El jefe de la Falange fue un admirador de García Lorca, con quien llegó a entrevistarse a solas (el crítico García Posada recuerda cómo intervino para atajar los ataques de la Falange a La Barraca). Quiso atraer hacia su movimiento a Unamuno (que acudió a un acto suyo en Salamanca). En sus tertulias polemizó sobre la poesía de Lope y la de Garcilaso, y aglutinó a jóvenes escritores. No se perdonará nunca a Manuel Machado su soneto a José Antonio, pero recuérdese que éste había participado diez años antes en un homenaje a los hermanos Machado. Las películas que recomendaba a sus camaradas también tenían una conexión literaria: El delator, basada en una novela de Liam O’Flaherty, y Tres lanceros bengalíes, que hacía lo propio con un relato de Kipling. De éste era también su poema de cabecera: el célebre «Si...».

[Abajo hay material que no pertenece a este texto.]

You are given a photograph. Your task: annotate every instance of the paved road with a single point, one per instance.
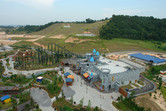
(80, 90)
(149, 87)
(41, 97)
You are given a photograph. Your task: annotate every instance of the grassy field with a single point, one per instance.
(127, 86)
(104, 46)
(147, 103)
(75, 28)
(163, 90)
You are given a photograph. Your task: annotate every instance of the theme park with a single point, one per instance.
(53, 78)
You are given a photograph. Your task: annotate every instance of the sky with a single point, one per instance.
(38, 12)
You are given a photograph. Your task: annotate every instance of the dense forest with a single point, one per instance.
(35, 28)
(134, 27)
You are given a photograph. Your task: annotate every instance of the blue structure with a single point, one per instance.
(89, 78)
(91, 74)
(39, 79)
(92, 60)
(69, 80)
(148, 58)
(5, 97)
(94, 51)
(97, 53)
(67, 74)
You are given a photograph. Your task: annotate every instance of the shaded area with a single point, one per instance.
(41, 97)
(68, 92)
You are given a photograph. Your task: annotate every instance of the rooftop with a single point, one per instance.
(148, 58)
(113, 66)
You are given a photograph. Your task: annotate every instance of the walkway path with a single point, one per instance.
(41, 97)
(81, 90)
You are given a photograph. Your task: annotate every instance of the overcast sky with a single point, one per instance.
(26, 12)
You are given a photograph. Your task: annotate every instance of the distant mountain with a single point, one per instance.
(134, 27)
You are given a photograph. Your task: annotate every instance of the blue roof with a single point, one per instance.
(67, 73)
(91, 60)
(94, 51)
(5, 97)
(69, 80)
(97, 53)
(148, 58)
(89, 78)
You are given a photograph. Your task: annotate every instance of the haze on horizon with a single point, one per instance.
(37, 12)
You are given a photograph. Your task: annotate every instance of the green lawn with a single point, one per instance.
(163, 90)
(104, 46)
(5, 106)
(127, 86)
(141, 82)
(135, 85)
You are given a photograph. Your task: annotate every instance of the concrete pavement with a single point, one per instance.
(97, 98)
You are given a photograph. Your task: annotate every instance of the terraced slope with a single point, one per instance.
(75, 28)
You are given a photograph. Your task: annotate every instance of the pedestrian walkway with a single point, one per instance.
(138, 84)
(133, 86)
(84, 91)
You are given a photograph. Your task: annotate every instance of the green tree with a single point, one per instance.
(160, 82)
(89, 105)
(71, 100)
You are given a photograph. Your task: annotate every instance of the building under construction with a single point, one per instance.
(107, 74)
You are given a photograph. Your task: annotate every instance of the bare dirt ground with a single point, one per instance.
(84, 40)
(159, 100)
(146, 102)
(8, 42)
(33, 40)
(125, 55)
(71, 40)
(58, 37)
(39, 45)
(4, 39)
(76, 40)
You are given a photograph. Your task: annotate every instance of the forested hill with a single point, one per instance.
(134, 27)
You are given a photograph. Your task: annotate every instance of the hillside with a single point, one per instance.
(75, 28)
(134, 27)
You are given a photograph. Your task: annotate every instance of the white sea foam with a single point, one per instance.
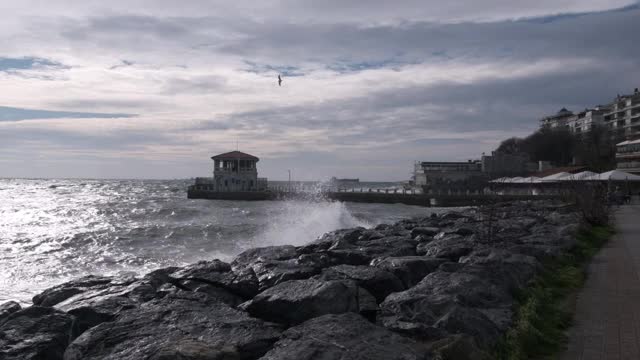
(298, 222)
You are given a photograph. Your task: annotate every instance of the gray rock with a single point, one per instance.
(449, 246)
(344, 336)
(8, 308)
(241, 282)
(502, 266)
(428, 231)
(64, 291)
(35, 333)
(103, 303)
(283, 252)
(409, 269)
(466, 320)
(377, 281)
(296, 301)
(178, 326)
(357, 247)
(426, 309)
(458, 347)
(273, 272)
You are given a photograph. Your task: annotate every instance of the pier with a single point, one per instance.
(373, 196)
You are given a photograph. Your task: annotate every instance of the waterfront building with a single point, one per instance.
(433, 172)
(628, 156)
(233, 171)
(576, 123)
(623, 117)
(557, 121)
(584, 121)
(502, 164)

Buen versificador, ripioso a veces, podría haber llegado a ser un excelente poeta: prefirió sin embargo poner al servicio de sus ideas una prosa elegante y exacta, que bebe de Ortega y con la que otros, como Aquilino Duque, han reconocido a su vez una importante deuda. Que tuvo un estilo lo demuestra el gran número de imitadores y plagiarios, los clichés que se perpetuaron en la pose de un Régimen que conservaría sólo lo más exterior de su legado, incluyendo la huera repetición de la palabra «estilo». Uno echa en falta en la colección de sus versos la letra del himno «Cara al sol», del que fueron artífice colectivo él y varios correligionarios suyos, una arenga musical que nació como una renga (ese poema escrito por muchas manos tan del gusto, décadas después, de Octavio Paz y Charles Tomlinson).

José Antonio aparece en novelas recientes como Las máscaras del héroe, de Juan Manuel de Prada, Soldados de Salamina (de nuevo la vocación clásica, griega) de Javier Cercas, o La noche que fui traicionada, de Andrés Sorel. Al calor del centenario se publican libros que recogen juicios y referencias personales y se anuncian otros como el José Antonio Primo de Rivera a cargo de Enrique de Aguinaga (a favor) y Stanley G. Payne (en contra), que verá a luz en la colección «Cara y cruz», de Ediciones B, o el muy prometedor La corte literaria de José Antonio, de Mónica y Pablo Carbajosa, que lo hará en la editorial Crítica. Sin duda, se trata de una de las figuras más sugestivas de la II República, y de una manera u otra sigue vigente hasta hoy. Ya va siendo hora de que la realidad se sobreponga al mito, y para ello nada mejor que leer su pensamiento, transparente pese a las contradicciones de su constante evolución y falta de sistematicidad en unos escritos tantas veces sorprendentes y que hacen que los colores de su bandera, El rojo y el negro, sean a veces, más que un título de Stendhal, una aproximación al anarcosindicalismo y a ese otro gran olvidado barrido por las derechas y las izquierdas, Ángel Pestaña. José Antonio nació un 24 de abril, casi en el Día del Libro. ¿Nos deparará este año, al fin, la exhaustiva edición de sus obras completas?